Für Spiele-SSDs würde ich eher die Crucial MX300 empfehlen. Da bekommste deutlich mehr Speicher fürs gleiche geld und die Leseperformance ist praktisch die gleiche wie die einer Samsung. Eine MX300 bricht früher ein wenn man viele GB am Stück darauf schreiben will - was für Spiele aber völlig irrelevant ist.


----------



## Hornissentreiber (30. Januar 2018)

*AW: SSD für Games - 850 Evo vs 860 Evo*

Die Unterschiede sind in Benchmarks messbar aber in der Praxis kaum spürbar. Die spürbare Leistung von SSD´s stagniert schon seit Jahren, es ist völlig egal, ob du ein Modell von 2015, 2016 oder 2017 kaufst. Nicht einmal die extrem schnelle Samsung SSD 960 pro beschleunigt das Laden von Anwendungen nennenswert, die Unterschiede bewegen sich im einstelligen Sekundenbereich. Sogar die Bauart der Speicherzellen, also MLC oder TLC, ist nur in der Theorie bedeutsam (MLC-Zellen vertragen mehr Schreibvorgänge als TLC-Zellen). In der Praxis wird deine SSD sowieso total veraltet sein, bevor sie aufgrund von Verschleiß der Speicherzellen ausfällt. Ausnahme von dieser Regel wäre nur eine sehr unwahrscheinliches Nutzungszenario in dem du ständig große Mengen an Daten auf die SSD schreibst, denn das Lesen der Daten verschleißt die SSD´s nicht. In der Praxis kommt aber sogar bei Leuten, die viel Videoschnitt betreiben, kaum jemals eine so große Datenmenge zustande, dass die SSD innerhalb weniger Jahre totgeschrieben wird.

Ich habe die SSD 850 Evo in der M2.-Bauform. Die Leistung ist sehr gut und bewegt sich an der Grenze dessen, was die Schnittstelle leisten kann. Daran kann auch eine neuere Baureihe wie die 860 Evo nichts ändern. Die moderneren M2.-SSD´s mit PCIe-Schnittstelle (wie die besagte 960 pro) sind bei der Leseleistung um den Faktor 4 bis 6 schneller (!), nur spürt man das in der Praxis kaum. Was macht es, ob Windows nun in 8 oder 12 Sekunden startet?

Der langen Rede kurzer Sinn: kauf die günstigere SSD. 

Munter bleiben!


----------



## 16Marco16 (30. Januar 2018)

*AW: SSD für Games - 850 Evo vs 860 Evo*

Ist die MX300 empfehlenswerter wie die MX 500?


----------



## Hornissentreiber (30. Januar 2018)

*AW: SSD für Games - 850 Evo vs 860 Evo*



16Marco16 schrieb:


> Ist die MX300 empfehlenswerter wie die MX 500?[/QUOTE ]
> 
> Nein, die MX300 ist nicht empfehlenswerter *ALS* die MX500. Lies doch bitte auch mal selber die Daten dieser SSD´s, z.
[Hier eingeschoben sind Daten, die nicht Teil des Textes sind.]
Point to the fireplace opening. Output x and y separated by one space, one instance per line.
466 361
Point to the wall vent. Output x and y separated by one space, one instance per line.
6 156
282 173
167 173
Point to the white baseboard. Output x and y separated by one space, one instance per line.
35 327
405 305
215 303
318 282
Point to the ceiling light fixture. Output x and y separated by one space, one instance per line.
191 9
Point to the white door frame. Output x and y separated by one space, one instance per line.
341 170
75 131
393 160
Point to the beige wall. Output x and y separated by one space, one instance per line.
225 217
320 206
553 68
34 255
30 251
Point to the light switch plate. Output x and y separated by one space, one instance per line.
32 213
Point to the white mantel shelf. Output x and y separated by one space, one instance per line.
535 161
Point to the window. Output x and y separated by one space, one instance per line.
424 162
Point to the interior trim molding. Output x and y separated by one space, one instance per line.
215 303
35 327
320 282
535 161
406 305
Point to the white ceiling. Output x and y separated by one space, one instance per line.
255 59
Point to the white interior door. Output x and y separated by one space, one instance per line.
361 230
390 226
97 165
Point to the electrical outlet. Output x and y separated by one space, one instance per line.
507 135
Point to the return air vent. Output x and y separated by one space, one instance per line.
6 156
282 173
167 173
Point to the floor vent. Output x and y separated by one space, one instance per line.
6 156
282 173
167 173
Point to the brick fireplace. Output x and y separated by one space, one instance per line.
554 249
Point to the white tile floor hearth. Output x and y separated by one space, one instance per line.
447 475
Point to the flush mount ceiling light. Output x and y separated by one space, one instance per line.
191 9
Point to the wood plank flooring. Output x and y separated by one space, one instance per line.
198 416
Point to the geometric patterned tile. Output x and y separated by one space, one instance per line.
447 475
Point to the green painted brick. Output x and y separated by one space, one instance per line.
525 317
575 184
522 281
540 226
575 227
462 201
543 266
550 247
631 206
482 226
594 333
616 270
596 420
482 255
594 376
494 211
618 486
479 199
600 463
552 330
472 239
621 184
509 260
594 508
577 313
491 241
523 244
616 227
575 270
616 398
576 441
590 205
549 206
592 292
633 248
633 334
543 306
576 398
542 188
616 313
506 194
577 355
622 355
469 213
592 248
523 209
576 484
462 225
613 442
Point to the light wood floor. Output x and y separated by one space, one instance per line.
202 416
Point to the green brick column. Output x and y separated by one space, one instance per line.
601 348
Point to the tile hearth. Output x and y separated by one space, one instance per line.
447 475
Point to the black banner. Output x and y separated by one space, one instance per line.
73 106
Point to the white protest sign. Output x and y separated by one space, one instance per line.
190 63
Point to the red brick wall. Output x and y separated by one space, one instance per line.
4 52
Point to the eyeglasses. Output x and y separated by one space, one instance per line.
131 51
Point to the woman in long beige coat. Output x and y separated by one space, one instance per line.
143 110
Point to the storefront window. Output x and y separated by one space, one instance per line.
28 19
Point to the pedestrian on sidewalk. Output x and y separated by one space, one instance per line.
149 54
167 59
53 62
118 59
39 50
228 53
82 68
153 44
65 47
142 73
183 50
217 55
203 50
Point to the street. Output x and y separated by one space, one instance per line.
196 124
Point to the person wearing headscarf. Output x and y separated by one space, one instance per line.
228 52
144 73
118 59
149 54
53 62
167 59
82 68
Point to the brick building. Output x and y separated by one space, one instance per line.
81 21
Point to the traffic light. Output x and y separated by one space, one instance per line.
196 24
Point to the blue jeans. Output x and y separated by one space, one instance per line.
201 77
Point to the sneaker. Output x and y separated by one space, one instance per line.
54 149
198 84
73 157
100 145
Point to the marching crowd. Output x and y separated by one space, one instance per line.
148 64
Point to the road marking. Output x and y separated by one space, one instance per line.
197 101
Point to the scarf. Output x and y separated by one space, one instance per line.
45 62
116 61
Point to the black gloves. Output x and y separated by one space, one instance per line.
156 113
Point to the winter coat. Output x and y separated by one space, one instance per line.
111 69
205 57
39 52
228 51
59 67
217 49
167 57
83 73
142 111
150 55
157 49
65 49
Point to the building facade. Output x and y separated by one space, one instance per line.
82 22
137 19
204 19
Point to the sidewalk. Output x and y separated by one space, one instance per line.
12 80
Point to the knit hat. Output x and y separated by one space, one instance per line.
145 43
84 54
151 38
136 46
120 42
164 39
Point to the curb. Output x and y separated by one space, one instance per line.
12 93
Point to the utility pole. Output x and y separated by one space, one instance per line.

B. bei Geizhals. Das dauert keine zehn Sekunden.


----------



## Einwegkartoffel (30. Januar 2018)

*AW: SSD für Games - 850 Evo vs 860 Evo*



Hornissentreiber schrieb:


> 16Marco16 schrieb:
> 
> 
> > Ist die MX300 empfehlenswerter wie die MX 500?[/QUOTE ]
> ...


----------



## marjot (3. Juli 2018)

*AW: SSD für Games - 850 Evo vs 860 Evo*

Mittlerweile würde ich beim Thema 850 EVO vs. 860 EVO zur 860er greifen. Sie kostet das gleiche und hat ca. die doppelte Lebensdauer.


----------



## markus1612 (3. Juli 2018)

*AW: SSD für Games - 850 Evo vs 860 Evo*



marjot schrieb:


> Mittlerweile würde ich beim Thema 850 EVO vs. 860 EVO zur 860er greifen. Sie kostet das gleiche und hat ca. die doppelte Lebensdauer.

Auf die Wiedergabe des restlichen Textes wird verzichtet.